Thanks Geoff for your help with the software.

Cheers,
Anand

Mike Backhouse said...

Hi Anand

Thanks for the update. It sounds like it was great and exciting play. I look forward to your foreshadowed other highlights. And congratulations to you (who I'd not heard of before this event). You did really well to win against all that talent. I'd love to see you play a few games on this site.

Did David Astle mention anything about the show coming back at some stage in the future? Did anyone video it? I'm sure SBS would have no problem with a charity event being on youtube.

Sam G said...

I think Trevor Halsall is going to send through details of each round, so I'll hold off from any spoilers until then (beyond Anand's post).

Geoff Bailey said...

I think the personal impressions are always worth having. I hope you all had a wonderful time there!

Sam G said...

I'll just give a quick round-up of my two games, to try to avoid too many round reveals in case they get posted here for people to play.

Rob & I shared points on four letter rounds, I got a good 8 in the other. There was a nine I had been exposed to before that was eventually found by an audience member - not a common word, but reasonably high probability.

In the numbers, I got 10 on Rob on my heavyweight mix {435,8,9}, then 7 with a one-away, and then he clawed 10 back in the last numbers, when I got stuck one away on a dead end.

Neither of us got the conundrum, a couple of audience members did.

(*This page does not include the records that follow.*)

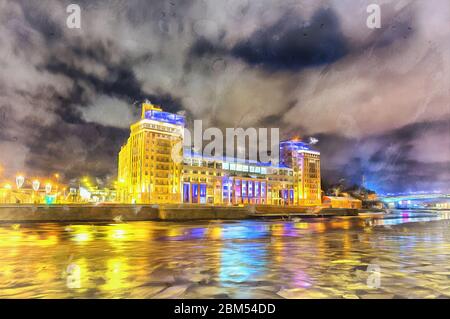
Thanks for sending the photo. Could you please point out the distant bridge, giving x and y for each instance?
(418, 200)
(413, 197)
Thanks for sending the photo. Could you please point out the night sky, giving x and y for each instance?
(377, 100)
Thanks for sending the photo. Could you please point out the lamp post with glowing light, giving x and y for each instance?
(20, 180)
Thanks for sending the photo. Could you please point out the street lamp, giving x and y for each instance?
(35, 185)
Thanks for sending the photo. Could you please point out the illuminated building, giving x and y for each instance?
(147, 172)
(153, 168)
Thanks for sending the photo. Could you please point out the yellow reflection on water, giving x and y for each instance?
(117, 271)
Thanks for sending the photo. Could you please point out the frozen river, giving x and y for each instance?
(406, 255)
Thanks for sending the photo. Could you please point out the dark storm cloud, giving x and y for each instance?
(292, 44)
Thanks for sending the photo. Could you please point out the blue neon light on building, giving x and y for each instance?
(165, 117)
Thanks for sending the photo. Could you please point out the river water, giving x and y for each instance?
(405, 255)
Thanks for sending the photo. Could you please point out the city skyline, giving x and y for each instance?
(377, 100)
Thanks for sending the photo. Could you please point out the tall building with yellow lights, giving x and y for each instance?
(153, 168)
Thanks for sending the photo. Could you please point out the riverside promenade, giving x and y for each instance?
(123, 212)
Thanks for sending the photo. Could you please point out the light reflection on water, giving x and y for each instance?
(312, 258)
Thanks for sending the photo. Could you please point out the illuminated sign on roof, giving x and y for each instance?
(165, 117)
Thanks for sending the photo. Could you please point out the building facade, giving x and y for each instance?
(154, 168)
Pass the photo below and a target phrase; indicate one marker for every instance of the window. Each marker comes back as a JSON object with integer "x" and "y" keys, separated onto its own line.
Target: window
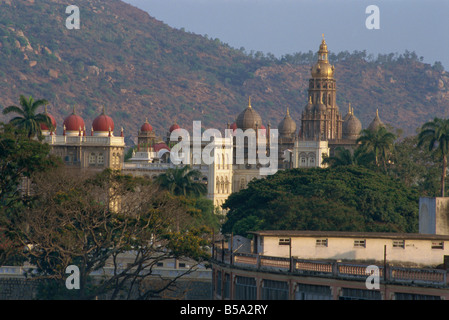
{"x": 284, "y": 241}
{"x": 437, "y": 244}
{"x": 321, "y": 242}
{"x": 359, "y": 243}
{"x": 398, "y": 244}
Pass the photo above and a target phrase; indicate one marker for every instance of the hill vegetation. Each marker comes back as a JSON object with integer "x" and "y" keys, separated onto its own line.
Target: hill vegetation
{"x": 137, "y": 66}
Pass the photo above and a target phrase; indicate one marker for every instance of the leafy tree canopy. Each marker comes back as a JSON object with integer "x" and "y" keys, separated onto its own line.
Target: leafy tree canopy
{"x": 348, "y": 198}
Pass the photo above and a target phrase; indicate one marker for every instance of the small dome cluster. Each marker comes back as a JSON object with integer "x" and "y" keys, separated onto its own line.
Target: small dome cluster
{"x": 376, "y": 123}
{"x": 74, "y": 125}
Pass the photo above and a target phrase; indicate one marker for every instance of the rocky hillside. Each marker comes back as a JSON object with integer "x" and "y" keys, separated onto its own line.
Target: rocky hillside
{"x": 137, "y": 67}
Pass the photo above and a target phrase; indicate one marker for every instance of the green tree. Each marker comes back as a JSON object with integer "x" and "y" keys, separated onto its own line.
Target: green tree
{"x": 435, "y": 135}
{"x": 26, "y": 118}
{"x": 182, "y": 182}
{"x": 380, "y": 142}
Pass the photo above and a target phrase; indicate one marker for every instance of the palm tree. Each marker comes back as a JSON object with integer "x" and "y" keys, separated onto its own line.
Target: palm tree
{"x": 181, "y": 181}
{"x": 435, "y": 134}
{"x": 27, "y": 118}
{"x": 379, "y": 141}
{"x": 344, "y": 157}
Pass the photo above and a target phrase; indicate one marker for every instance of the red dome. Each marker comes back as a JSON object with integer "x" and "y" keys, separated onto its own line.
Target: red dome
{"x": 103, "y": 123}
{"x": 159, "y": 146}
{"x": 53, "y": 122}
{"x": 174, "y": 127}
{"x": 73, "y": 123}
{"x": 146, "y": 127}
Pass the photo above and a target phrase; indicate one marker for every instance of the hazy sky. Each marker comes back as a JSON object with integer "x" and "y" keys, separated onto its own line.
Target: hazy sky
{"x": 288, "y": 26}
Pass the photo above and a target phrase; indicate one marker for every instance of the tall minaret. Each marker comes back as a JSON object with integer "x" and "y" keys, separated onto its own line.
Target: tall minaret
{"x": 322, "y": 120}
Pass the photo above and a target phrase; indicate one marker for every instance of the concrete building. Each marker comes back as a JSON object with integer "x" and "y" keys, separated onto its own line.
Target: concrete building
{"x": 310, "y": 265}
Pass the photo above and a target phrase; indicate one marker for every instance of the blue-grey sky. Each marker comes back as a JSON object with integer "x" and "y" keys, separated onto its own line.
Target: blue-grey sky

I thought it was relatively hard.

I didn't get much of a chance to beat Trevor. We'd have to check, but it's possible that only one aggressive word declaration from him prevented a perfect game. The numbers were straightforward and went 30-30. He solved the conundrum in the first few seconds; I thought it was a tough one again, and I'm not sure I would have gotten it within the full 30 seconds.

We each made a misjudgement in the letter rounds: Trevor tried the invalid CORONEAL (giving me 7 for CORNEAL); later, I rejected the valid CURATION (which he declared). I haven't been kicking myself too much (having lost by 21 points), but it is my biggest round regret from the day.

Another round saw my PLAIDS against Trevor's APHIDS. I did get frustrated by two diabolical mixes where my four-letter words were defeated by Trevor's well-found fives. I had been practising on friendlier mixes, so my sevens/eights/nines were respectable, but I was no match for a Scrabble expert on fives.

The non-L&N players, Trevor and Anand, were both very impressive on the day, certainly worthy grand finalists. Anand suffered from a couple of overly aggressive declarations, but nailed two conundrums.

A few of us noted how much harder it was as a contestant in the number rounds compared to watching from the audience. Anthony, Anand and myself all missed gettable targets when playing, but nailed most of them when mere observers. Letter and conundrum performance didn't seem to suffer as much.